Lance Malloch-Brown

Personal information
- Full name: Lance Stephen Malloch-Brown
- Born: 29 June 1979 (age 47) Salisbury, Zimbabwe Rhodesia
- Batting: Right-handed
- Role: Opening batsman

Domestic team information
- 2000: Midlands
- 2002: Mashonaland
- 2002: Manicaland
- Source: CricketArchive, 6 August 2016

= Lance Malloch-Brown =

Zimbabwean cricketer (born 1979)

Lance Stephen Malloch-Brown (born 29 June 1979) is a former Zimbabwean cricketer who represented several teams in Zimbabwean domestic cricket. He played as a right-handed opening batsman.
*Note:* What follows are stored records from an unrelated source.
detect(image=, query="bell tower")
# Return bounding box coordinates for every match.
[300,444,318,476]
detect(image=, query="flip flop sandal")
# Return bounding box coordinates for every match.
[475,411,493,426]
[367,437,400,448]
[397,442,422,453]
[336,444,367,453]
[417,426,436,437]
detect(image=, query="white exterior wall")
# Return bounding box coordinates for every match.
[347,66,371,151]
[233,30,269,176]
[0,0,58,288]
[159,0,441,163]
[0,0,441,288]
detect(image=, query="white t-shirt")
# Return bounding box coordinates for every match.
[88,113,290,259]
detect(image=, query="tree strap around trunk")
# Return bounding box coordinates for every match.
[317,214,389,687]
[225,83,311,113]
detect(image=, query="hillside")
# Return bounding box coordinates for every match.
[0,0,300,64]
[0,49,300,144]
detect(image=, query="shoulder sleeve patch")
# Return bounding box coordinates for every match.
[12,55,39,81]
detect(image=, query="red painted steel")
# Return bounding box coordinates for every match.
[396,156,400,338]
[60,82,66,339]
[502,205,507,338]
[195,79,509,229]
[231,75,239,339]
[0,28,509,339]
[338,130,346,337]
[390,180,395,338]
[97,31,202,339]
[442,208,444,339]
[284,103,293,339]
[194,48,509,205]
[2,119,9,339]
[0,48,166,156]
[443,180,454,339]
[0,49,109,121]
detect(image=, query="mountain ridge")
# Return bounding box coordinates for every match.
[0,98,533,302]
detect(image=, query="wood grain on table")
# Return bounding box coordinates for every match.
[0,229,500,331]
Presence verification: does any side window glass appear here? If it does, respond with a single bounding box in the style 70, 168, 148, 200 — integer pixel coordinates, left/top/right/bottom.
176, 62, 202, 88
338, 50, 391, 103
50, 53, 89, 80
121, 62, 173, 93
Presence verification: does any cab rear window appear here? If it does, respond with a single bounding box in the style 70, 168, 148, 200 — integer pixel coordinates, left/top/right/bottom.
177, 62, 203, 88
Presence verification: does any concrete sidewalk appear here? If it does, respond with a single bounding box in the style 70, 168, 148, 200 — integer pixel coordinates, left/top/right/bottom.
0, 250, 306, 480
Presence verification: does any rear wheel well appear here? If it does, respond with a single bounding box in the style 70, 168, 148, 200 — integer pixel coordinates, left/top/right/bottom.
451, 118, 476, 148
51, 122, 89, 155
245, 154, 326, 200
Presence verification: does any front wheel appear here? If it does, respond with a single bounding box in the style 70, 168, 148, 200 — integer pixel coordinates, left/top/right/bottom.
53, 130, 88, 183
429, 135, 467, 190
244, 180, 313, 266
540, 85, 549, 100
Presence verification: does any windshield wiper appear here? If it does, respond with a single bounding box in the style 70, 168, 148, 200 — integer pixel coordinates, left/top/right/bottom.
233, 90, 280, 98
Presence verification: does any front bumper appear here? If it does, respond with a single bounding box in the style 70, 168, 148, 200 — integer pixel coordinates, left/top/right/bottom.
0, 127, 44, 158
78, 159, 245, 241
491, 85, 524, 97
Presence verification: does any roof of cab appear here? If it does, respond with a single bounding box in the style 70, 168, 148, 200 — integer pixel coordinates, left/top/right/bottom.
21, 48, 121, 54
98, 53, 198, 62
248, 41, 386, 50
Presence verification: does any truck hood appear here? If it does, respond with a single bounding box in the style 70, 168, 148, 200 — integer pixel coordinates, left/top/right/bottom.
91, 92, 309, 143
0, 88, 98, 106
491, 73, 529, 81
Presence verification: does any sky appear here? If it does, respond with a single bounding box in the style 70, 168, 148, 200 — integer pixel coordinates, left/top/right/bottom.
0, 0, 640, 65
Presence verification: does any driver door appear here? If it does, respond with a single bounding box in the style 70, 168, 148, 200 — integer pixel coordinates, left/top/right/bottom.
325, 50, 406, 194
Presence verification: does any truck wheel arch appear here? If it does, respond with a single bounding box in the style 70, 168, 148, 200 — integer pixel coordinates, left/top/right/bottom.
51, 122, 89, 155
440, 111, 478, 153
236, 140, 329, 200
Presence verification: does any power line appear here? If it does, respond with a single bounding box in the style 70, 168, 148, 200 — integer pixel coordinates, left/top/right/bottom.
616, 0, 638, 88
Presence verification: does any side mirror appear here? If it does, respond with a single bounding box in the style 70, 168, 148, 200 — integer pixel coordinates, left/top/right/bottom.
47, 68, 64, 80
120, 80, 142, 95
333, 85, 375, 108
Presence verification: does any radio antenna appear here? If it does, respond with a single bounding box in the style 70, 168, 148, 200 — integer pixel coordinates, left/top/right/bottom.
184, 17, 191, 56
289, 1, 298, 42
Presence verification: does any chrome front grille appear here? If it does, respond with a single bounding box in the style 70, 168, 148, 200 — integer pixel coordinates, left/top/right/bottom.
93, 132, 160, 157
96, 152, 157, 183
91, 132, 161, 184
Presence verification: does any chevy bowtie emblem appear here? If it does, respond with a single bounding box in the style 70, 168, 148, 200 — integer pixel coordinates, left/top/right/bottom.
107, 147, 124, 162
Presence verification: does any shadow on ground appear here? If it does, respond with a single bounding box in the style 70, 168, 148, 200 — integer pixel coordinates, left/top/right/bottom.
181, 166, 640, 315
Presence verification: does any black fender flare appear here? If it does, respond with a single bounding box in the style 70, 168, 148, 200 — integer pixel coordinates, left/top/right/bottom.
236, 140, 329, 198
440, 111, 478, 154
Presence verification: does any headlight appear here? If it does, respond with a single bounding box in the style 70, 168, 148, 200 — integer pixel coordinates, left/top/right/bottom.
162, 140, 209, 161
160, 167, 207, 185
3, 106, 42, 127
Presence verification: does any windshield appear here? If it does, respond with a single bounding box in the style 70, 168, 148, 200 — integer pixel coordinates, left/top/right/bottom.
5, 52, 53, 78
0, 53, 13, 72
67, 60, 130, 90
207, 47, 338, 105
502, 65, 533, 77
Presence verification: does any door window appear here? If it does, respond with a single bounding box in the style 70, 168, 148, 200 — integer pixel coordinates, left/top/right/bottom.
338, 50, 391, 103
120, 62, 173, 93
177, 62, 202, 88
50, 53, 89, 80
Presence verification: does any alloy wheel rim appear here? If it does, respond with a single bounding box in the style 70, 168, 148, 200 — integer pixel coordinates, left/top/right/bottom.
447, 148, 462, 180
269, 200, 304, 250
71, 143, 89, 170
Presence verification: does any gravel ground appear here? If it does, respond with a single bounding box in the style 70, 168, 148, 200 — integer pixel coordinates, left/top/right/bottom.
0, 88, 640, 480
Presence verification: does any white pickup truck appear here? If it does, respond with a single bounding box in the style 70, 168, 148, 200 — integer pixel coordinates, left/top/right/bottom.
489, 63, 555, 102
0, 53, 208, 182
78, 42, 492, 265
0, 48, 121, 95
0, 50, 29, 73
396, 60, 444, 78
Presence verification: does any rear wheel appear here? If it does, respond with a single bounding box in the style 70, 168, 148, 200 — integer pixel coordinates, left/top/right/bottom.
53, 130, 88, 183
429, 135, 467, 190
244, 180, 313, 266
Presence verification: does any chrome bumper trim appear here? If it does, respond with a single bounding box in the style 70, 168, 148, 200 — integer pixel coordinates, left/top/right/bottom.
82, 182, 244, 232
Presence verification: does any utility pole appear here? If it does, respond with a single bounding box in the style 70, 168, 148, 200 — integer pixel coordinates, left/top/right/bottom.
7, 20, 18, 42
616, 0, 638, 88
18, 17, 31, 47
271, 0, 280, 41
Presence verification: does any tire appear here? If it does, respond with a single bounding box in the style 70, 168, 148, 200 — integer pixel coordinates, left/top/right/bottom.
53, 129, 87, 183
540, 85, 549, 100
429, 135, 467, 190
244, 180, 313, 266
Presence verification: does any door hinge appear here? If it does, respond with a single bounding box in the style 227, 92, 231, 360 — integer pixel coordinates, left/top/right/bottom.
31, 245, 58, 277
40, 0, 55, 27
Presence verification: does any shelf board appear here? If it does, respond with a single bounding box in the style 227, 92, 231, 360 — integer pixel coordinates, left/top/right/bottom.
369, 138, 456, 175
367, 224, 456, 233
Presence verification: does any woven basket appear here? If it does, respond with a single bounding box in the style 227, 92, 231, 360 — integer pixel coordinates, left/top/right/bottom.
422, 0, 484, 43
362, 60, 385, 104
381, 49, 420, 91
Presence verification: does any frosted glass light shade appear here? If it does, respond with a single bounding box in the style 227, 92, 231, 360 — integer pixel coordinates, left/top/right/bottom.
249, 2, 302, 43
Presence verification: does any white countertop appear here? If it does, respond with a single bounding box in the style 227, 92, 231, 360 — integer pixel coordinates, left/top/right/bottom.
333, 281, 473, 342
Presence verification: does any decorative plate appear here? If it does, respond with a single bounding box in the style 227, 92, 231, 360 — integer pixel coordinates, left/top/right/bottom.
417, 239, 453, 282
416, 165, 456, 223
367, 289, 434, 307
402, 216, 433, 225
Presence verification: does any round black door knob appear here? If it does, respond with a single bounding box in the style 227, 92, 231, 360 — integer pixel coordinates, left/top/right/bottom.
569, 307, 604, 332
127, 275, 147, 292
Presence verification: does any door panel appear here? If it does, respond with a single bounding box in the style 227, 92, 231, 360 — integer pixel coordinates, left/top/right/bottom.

Malloch-Brown was born in Salisbury (now Harare), and attended St. George's College, captaining the school cricket team. He toured England with the Zimbabwe under-19s in 1997, playing three matches against the England under-19s, and also represented the team at the 1998 Under-19 World Cup in South Africa. He played in all six of his team's matches at the World Cup, scoring 116 runs with a best of 62 against the West Indies. Malloch-Brown made his first-class debut in the 1999–00 Logan Cup, playing two matches for Midlands. He later added five matches for Mashonaland during the 2001–02 season and one match for Manicaland during the 2002–03 season. His highest score at first-class level was 78, made for Mashonaland against Mashonaland A in April 2002.